The application of Markov chains was also recommended by
Kiefer and Larson (
2004). The authors examined the applicability of Markov chains to local governmental bonds, commercial debt letters, and sovereign debts. They recommended the use of Markov chains to predict default over a maximum five-year period in the case of local government bonds, and six months in the case of commercial debt letters. However, this study did not locate any limit to forecasting changes of sovereign ratings, including the quantification of migration to sovereign default. These authors highly appreciated the database scope and default definition used by S&P.
Fuertes and Kalotychou (
2007a) constructed three Markov chain models by using Moody’s rating changes identified in 72 countries between 1981 and 2004. A discrete chain, a one time-homogeneous chain, a continuous hazard chain, and a time-inhomogeneous continuous hazard chain were also deployed.

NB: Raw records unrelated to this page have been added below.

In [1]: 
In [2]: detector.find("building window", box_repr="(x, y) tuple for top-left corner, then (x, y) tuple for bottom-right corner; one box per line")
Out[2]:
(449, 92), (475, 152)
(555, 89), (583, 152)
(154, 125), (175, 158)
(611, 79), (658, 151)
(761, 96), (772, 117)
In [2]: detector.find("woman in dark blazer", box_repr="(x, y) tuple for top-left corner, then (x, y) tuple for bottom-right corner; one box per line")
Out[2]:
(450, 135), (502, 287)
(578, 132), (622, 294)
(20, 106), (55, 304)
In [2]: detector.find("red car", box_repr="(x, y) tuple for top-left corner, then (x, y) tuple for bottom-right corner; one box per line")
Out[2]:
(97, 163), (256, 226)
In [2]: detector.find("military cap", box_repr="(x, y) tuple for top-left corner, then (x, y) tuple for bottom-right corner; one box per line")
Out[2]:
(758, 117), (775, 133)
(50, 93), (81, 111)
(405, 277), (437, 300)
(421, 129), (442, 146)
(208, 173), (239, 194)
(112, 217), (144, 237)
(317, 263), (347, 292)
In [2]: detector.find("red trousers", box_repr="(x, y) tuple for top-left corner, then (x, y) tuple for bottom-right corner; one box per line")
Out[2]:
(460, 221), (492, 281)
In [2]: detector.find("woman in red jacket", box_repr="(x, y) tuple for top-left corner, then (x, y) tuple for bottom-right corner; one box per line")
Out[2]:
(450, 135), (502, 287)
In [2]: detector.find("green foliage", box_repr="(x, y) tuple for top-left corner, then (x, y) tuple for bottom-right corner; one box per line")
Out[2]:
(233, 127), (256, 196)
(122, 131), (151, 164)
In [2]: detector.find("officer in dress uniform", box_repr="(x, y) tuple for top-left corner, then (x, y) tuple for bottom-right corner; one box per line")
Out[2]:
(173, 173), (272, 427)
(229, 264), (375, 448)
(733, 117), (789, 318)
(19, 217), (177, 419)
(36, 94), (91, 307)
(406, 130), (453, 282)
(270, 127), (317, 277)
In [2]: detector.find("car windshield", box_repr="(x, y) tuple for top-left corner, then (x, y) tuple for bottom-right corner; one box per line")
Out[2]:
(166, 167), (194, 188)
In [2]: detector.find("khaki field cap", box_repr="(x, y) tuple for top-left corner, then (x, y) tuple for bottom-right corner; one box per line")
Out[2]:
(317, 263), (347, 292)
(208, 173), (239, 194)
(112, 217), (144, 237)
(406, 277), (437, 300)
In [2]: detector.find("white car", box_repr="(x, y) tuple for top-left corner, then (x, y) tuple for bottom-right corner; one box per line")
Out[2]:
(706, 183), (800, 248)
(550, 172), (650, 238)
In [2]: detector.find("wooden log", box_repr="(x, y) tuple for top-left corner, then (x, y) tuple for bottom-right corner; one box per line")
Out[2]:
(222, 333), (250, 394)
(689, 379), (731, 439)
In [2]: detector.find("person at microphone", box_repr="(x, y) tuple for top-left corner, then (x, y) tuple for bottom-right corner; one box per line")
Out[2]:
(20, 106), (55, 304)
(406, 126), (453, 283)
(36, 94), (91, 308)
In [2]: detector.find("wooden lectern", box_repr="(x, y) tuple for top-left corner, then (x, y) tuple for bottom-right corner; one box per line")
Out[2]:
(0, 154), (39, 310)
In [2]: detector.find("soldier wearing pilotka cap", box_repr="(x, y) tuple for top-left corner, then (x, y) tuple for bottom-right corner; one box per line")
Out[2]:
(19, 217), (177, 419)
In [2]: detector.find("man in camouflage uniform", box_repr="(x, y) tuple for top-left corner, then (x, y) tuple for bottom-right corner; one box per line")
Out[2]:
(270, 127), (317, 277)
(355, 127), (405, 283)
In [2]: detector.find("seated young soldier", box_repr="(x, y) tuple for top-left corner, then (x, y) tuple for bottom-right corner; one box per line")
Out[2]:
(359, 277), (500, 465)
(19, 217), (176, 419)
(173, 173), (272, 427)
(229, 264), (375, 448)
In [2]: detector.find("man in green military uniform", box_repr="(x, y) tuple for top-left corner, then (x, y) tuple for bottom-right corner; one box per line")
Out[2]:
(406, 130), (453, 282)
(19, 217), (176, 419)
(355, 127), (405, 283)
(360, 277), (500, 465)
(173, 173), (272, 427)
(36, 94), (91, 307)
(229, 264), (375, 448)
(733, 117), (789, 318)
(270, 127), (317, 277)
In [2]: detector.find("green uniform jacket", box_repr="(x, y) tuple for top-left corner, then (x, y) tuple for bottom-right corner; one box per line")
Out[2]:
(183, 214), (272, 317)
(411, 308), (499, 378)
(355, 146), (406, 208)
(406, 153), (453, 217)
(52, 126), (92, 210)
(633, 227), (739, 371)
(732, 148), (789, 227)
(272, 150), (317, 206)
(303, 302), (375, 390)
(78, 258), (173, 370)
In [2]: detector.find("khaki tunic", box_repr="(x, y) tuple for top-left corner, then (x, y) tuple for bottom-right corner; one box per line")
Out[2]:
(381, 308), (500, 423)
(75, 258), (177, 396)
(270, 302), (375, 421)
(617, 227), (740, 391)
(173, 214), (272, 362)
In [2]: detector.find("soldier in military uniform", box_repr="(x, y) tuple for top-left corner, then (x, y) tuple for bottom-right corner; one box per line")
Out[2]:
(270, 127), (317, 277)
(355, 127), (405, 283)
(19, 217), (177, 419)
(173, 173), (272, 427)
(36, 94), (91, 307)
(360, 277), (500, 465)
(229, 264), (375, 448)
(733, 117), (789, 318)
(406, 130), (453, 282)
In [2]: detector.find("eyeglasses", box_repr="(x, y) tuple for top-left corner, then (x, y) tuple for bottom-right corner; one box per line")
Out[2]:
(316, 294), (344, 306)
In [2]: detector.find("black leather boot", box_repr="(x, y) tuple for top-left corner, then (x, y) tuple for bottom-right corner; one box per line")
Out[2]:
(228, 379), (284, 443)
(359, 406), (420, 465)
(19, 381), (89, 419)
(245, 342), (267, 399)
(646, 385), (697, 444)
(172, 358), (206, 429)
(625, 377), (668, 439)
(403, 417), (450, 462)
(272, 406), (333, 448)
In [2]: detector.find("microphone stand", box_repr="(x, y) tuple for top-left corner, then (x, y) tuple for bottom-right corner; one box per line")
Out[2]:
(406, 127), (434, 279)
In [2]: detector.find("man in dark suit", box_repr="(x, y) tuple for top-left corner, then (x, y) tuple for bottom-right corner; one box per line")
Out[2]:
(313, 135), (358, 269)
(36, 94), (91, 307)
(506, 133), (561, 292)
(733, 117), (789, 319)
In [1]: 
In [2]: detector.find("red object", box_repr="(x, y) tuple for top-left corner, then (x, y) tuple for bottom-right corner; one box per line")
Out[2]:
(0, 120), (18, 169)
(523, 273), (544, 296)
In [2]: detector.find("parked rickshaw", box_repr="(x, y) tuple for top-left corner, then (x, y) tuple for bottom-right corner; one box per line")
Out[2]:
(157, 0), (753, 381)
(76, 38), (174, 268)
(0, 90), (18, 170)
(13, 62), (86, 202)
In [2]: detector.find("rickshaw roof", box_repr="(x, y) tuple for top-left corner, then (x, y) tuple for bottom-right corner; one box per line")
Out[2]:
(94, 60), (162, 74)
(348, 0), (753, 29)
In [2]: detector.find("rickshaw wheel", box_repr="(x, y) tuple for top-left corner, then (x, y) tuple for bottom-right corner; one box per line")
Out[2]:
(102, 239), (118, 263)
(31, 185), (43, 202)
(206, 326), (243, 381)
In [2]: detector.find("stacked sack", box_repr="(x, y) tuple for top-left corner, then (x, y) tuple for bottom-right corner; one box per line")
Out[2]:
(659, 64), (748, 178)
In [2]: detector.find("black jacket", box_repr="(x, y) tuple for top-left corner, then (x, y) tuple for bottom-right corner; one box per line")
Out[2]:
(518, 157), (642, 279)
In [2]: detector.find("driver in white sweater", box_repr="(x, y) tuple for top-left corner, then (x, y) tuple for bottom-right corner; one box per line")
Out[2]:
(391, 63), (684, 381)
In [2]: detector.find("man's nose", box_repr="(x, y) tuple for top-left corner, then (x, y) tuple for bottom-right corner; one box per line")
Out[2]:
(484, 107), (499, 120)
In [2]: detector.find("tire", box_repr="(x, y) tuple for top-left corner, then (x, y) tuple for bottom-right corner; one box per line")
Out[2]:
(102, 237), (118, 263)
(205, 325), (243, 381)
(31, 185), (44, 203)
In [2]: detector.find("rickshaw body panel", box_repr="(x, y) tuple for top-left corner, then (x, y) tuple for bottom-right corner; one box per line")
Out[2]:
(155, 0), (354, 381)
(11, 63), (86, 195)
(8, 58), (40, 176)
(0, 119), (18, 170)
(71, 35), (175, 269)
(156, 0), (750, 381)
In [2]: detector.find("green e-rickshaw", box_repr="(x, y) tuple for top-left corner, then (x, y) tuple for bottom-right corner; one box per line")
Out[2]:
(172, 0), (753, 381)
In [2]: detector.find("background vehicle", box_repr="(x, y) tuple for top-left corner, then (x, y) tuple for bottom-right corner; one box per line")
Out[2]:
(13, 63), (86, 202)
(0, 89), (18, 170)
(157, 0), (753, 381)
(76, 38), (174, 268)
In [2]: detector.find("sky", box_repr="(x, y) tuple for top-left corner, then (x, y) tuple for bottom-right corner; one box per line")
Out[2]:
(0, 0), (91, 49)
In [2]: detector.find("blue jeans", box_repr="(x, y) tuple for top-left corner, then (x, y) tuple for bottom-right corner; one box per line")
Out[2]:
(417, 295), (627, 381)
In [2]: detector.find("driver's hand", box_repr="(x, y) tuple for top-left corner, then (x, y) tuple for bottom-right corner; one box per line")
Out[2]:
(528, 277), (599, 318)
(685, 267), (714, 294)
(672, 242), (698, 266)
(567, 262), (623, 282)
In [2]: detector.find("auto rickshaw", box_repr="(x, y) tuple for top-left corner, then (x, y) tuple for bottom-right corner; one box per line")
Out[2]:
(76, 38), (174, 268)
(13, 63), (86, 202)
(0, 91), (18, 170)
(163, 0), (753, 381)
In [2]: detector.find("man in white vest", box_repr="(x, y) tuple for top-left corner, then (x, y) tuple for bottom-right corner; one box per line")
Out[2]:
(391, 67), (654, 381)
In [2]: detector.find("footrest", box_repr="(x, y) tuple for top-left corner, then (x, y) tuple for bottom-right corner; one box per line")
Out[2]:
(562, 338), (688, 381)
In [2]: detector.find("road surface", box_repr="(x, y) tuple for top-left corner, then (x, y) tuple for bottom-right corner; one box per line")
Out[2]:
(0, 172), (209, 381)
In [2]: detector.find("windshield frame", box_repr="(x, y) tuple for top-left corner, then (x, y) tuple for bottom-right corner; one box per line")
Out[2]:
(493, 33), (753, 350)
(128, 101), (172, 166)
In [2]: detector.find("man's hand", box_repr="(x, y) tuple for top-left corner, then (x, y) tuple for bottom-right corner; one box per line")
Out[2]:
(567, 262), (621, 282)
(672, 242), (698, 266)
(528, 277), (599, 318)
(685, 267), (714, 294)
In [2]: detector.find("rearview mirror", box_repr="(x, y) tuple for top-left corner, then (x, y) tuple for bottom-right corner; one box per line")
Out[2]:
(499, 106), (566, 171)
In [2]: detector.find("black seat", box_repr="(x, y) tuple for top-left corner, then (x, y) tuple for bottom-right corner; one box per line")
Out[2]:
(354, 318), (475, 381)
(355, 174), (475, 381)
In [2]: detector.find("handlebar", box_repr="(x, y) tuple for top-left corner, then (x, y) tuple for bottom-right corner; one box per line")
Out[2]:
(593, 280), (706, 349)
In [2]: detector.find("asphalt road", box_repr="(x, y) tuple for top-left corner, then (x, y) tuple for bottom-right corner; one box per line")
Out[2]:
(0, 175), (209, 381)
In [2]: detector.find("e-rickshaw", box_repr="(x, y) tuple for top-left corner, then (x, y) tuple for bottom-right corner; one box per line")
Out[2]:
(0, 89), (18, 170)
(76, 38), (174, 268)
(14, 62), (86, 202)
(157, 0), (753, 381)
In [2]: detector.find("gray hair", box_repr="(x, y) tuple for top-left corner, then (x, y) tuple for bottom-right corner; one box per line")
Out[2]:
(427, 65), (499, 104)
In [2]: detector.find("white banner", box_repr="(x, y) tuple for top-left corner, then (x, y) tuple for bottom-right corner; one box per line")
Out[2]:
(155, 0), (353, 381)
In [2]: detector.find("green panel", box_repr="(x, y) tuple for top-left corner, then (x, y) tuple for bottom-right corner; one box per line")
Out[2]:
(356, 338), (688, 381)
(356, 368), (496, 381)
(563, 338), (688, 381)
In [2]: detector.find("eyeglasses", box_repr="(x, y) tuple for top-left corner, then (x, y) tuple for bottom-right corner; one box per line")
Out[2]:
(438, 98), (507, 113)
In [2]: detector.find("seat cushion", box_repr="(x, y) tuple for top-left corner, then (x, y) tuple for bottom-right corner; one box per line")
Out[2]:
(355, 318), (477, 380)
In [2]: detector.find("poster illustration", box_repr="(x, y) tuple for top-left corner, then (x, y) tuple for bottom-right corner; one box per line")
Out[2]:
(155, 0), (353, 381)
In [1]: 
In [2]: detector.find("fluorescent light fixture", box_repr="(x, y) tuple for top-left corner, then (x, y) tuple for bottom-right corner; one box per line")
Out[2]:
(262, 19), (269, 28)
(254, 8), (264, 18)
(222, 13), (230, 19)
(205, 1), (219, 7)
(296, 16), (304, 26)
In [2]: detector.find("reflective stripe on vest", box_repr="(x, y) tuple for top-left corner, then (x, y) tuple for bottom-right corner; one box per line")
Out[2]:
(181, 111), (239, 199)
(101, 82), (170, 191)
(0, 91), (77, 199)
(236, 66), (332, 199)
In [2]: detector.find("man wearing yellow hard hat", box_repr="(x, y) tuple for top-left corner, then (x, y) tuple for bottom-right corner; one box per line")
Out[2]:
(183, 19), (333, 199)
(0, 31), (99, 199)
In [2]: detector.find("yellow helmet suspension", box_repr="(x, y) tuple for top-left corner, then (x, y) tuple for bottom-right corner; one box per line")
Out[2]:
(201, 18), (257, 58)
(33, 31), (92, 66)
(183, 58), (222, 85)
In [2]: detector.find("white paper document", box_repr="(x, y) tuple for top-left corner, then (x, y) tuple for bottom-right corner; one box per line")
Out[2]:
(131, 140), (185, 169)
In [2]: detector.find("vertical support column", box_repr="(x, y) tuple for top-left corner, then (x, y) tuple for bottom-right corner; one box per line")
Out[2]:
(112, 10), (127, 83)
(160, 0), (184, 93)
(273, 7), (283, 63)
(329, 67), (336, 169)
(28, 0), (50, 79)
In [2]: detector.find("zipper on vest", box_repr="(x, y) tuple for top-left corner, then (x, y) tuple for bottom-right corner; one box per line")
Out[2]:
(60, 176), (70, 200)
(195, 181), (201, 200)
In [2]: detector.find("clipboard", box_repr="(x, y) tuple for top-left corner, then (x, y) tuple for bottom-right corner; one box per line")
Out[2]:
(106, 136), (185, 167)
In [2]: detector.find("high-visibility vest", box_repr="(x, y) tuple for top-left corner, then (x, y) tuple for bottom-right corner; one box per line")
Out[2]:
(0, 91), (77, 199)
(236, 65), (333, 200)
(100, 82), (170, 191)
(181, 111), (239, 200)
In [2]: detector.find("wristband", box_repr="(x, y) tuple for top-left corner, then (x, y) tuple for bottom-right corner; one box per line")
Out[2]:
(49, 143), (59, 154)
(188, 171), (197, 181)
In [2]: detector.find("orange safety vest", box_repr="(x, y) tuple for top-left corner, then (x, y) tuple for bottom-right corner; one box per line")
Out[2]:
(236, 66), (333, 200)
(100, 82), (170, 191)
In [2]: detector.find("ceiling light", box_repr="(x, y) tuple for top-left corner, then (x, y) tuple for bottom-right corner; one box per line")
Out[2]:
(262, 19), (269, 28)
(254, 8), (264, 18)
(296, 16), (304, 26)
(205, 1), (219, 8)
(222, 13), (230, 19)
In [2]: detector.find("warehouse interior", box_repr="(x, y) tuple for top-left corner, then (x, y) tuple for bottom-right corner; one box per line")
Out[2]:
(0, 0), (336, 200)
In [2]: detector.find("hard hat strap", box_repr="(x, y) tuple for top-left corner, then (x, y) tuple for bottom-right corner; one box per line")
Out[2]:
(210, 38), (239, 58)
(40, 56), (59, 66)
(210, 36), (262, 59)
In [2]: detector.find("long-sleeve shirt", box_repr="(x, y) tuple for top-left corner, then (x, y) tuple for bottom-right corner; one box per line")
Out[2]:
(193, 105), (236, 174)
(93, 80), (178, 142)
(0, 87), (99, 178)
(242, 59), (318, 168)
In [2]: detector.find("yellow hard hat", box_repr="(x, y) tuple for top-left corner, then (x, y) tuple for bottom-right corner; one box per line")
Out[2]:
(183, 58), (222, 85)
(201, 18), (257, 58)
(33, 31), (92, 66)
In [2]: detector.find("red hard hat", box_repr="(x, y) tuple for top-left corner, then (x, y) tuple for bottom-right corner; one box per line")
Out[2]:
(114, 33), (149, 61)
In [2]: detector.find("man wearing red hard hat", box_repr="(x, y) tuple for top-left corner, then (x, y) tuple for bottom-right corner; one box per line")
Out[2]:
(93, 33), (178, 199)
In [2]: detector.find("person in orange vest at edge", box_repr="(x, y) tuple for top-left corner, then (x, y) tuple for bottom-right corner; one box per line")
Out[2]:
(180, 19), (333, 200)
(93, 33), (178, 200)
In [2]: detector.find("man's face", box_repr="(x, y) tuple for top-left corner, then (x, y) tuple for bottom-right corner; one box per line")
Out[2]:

Bias and variance of the model variables applied to the finite sample were tested via a bootstrap simulation exercise. The duration dependence and momentum characteristic of upgrading and downgrading were examined by panel logit methods, and non-Markovian processes were identified in the sovereign rating changes. For countries with worse ratings, the non-homogeneous continuous Markov chain indicated the best performance.
Bhaumik and Landon-Lane (
2013) examined a Moody’s sovereign rating migration database with data collected between 1996 and 2005 by using Markov chains for different country groups and different economic conditions. The homogeneity assumption was rejected, and distinct samples were created for each rating migration by using the Bayes decomposition method. Non-homogeneous Markov chains were constructed by using mobility indices to achieve promising results.
Oh et al. (
2019) developed a Regime Switching Markov chain (RSMC) model in which regime states were derived from a hidden Markov model expressing dynamics of sovereign rating transitions. The authors firstly demonstrated that the estimation of RMSC is superior to the homogeneous Markov chain and applied the model to a monthly time series database of sovereign ratings of 41 countries between 1994 and 2018 by also considering the status of the specific economic environment. Results indicated that in the case of economic recession, countries with worse ratings received a higher probability of downgrading.
Szetela et al. (
2019) researched interrelationships between sovereign defaults by using data collected from 42 European countries between 1994 and 2013. Since traditional statistical methods failed to adequately model relationships, the authors applied the Copula method to rate sovereign financial instruments. The Markov chain was applied as a dynamic variable in order to quantify transitions among sovereign ratings. It was found to be challenging to manage low default rates and predict the probability of default for developed European countries. Eventually, the best model was achieved by the t-Copula method.